The Zitron/Bailey girls hit the roof. Unfortunately for ML, they did not know they were dealing with two people who had been in the customer service business (archaic words to be sure) for many years. If we were going down, we were going down swinging!
We first called the ML office in Alexandria to verify the ‘rule’ told to us by Mother’s adviser. Yes, it was the rule but there was an alternative available which no one bothered to explain.
The more we thought about it the angrier we got. The decision was made to discontinue our relationship with ML period.
More Rant:
I called the financial adviser to formally express our displeasure as to how everything went down. His response: “This is the USA and a free enterprise system and a corporation has the right to make any rules they choose to compete.” He’s right. Years of relationship building meant nothing. It was all about their bottom line.
Shortly after that conversation, I received a call from his boss. “Why are you calling me?” I asked. “The limit your financial adviser gave you as to how much money we would manage in a portfolio has doubled since his initial conversation with you. We believe that your Mother would be better served at an institution that is closer to you.” “Do you know where I live?” I said. “Somewhere in Florida, I imagine.” ” I live in Virginia. My financial adviser is located in Dallas Texas. And as quickly as I can, my mother’s adviser will be located in Dallas Texas too.” I hung up on him.

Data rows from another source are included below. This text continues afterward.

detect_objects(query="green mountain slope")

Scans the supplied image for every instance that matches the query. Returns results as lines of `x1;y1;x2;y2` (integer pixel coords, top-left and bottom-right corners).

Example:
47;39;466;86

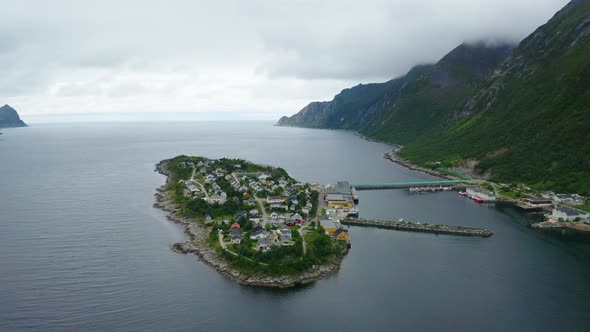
278;0;590;195
400;0;590;194
277;43;511;139
0;105;27;128
358;43;513;144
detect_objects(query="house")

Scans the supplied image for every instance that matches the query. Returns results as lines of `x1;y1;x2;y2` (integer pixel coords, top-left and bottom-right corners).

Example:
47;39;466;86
249;209;259;216
230;225;242;245
208;193;227;204
332;228;350;246
278;225;291;236
550;206;590;222
258;174;270;181
258;237;270;252
250;226;270;240
267;196;284;204
279;227;293;245
319;217;338;235
270;212;279;220
279;233;295;246
291;213;303;223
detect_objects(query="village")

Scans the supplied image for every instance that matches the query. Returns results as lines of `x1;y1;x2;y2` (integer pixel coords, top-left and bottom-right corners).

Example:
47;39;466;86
169;157;352;273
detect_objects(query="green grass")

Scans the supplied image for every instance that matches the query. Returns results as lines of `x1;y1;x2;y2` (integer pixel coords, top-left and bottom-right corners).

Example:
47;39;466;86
575;203;590;213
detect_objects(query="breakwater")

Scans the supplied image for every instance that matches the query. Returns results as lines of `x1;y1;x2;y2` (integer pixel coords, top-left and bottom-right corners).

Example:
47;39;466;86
342;218;493;238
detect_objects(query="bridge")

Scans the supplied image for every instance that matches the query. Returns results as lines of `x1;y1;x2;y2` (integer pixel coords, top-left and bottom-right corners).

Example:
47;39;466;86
349;179;472;190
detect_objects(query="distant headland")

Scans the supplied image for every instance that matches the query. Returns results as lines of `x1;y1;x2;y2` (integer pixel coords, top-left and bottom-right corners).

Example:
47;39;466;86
0;104;27;128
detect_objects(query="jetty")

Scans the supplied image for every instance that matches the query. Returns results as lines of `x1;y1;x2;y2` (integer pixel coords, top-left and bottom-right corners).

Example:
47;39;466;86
350;180;471;190
341;218;493;238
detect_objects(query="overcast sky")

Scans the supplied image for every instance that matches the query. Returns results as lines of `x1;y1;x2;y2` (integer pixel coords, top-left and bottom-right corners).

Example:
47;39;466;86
1;0;569;121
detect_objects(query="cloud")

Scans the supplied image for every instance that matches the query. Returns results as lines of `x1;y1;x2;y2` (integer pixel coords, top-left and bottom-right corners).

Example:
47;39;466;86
0;0;570;118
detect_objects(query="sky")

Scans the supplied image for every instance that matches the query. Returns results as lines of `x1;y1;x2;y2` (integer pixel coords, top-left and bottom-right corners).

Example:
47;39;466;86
0;0;570;122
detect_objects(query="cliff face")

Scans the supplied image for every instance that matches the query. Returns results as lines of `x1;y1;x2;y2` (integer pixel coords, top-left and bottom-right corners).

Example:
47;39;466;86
276;76;413;130
0;105;27;128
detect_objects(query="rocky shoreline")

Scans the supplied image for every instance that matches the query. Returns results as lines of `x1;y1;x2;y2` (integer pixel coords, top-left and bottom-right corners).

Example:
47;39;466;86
383;148;454;180
153;159;344;288
530;221;590;235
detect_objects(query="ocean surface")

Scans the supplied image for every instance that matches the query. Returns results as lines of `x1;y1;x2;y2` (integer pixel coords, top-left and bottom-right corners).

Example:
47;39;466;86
1;122;589;331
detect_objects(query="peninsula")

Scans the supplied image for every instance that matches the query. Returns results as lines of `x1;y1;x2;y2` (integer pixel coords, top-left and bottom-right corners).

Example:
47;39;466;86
154;156;349;288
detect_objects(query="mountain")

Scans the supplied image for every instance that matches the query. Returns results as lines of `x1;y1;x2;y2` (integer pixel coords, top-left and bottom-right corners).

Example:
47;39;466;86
400;0;590;194
0;105;27;128
277;42;514;144
278;0;590;195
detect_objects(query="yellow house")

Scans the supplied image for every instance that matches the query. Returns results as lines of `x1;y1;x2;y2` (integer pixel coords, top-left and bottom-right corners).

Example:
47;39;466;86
333;228;350;245
326;193;354;209
319;218;338;235
319;218;351;248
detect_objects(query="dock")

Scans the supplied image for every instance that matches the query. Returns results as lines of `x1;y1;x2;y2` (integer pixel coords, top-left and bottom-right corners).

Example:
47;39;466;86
350;180;472;190
341;218;493;238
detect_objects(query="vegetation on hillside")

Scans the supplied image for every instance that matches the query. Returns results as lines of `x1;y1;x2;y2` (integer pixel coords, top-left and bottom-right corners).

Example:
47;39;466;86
278;0;590;195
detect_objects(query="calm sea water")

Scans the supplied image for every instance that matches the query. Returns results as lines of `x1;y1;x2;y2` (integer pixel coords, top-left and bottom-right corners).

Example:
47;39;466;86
1;122;589;331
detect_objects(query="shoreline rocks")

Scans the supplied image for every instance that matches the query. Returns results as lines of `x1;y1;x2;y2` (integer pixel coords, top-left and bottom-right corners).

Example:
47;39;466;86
383;149;454;180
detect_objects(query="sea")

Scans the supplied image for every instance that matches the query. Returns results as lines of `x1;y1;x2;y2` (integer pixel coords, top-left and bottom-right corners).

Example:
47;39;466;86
1;121;589;331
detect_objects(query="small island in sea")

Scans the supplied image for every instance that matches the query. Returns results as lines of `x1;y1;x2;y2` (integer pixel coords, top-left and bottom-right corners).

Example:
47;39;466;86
154;156;351;288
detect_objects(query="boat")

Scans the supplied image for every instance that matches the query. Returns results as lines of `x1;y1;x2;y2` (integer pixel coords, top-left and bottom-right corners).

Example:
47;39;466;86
348;209;359;218
458;191;467;196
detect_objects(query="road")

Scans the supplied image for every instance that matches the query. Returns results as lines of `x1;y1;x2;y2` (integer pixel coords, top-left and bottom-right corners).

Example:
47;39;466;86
190;167;209;199
218;233;228;250
254;196;268;227
298;226;307;255
313;184;327;218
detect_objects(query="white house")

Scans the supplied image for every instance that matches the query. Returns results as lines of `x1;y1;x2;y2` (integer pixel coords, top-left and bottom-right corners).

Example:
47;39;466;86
208;193;227;204
250;228;270;240
267;196;284;204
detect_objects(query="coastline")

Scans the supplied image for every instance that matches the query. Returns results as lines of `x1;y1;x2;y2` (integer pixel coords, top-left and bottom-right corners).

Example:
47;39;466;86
383;147;454;180
153;159;344;288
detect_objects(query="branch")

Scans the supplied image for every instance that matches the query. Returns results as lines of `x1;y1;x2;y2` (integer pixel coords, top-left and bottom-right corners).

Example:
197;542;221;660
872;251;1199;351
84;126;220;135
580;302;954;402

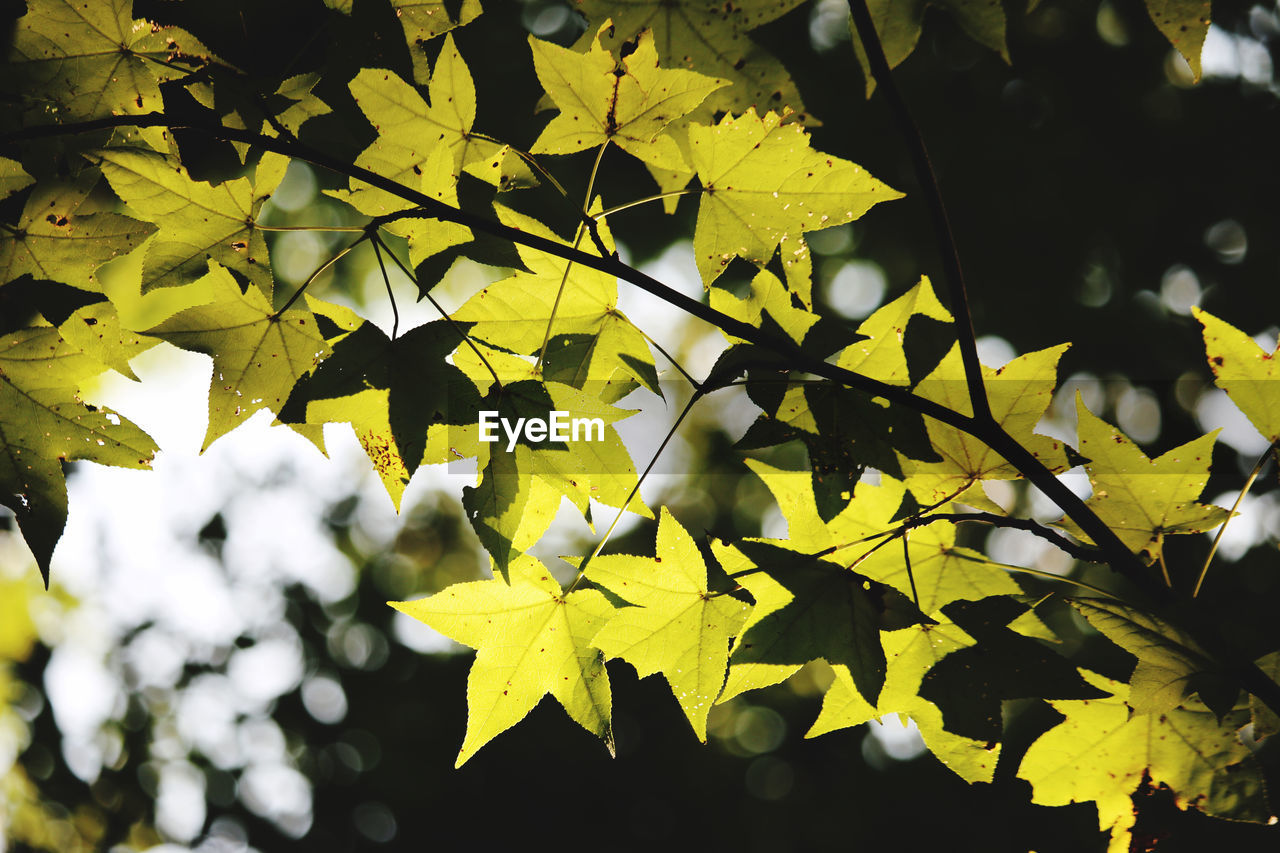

Together Linda and I called ML’s customer relations line and asked to be put through to the President’s office or to his Executive Assistant. We know from our days at AT&T and Lucent Technologies that filing a formal complaint starting at the President’s level was serious business. “Oh yes Mrs. Zitron and Mrs. Bailey,” the customer service rep said, “we take these sort of complaints very, very seriously. You will be contacted within 48 hours by a special representative.” At least that felt good!
HAVE YOU HEARD FROM THEM? NEITHER HAVE WE!! That was 2 weeks ago.
Attitude:
What has happened to customer relationships and loyalty? Are we the only generation that expects to be treated with respect and dignity? Please say it isn’t so.
As far as Linda and I are concerned the above scenario smacked of discrimination and a slight form of elder abuse. I’m telling everyone I know about what happened, including Michelle Singletary at http://www.washingtonpost.com
After all was said and done I began to think of the ‘what ifs’.
What If…
My 97 year old Mom had no one to help her navigate this process?
Linda and I were not named on her accounts?
Mother had not named us power of attorney?
I, or Linda, did not have a relationship with another financial institution?
Fortunately my adviser is an independent financial adviser and broker. He makes his own rules. Of course he would take Mom’s account. He helped restore our faith that maybe the bottom line to some businesses is not as important as the relationships they build.
I am asking all of you to please ask your own WHAT IFs…and take any necessary steps that will always keep you and your family empowered over any corporation who is looking strictly at it’s bottom line.
Originally posted 2017-05-04 20:49:47.
Great post, Pamela. Your mom is so lucky to have you as a daughter
What a situation! Too bad ML was unable to see the big picture of possible future business with your mother’s family. Worst of all, their years with your mother meant nothing. Bad. Your mother is fortunate to have such caring and attentive daughters. I feel for the isolated elderly.
Good for you! We’ve had on own run in with ML and know all too well the indignation of being asked to leave because your account is too small to bother with. Really? Corporate greed is becoming rampant but that rule, in particular, smacks of elitism. What’s even more shocking is that ML is not the only game in town nor are they that highly rated. Thank goodness you were there for your mom. I wonder what they do with everyone else – send them a check in the mail? Too sad.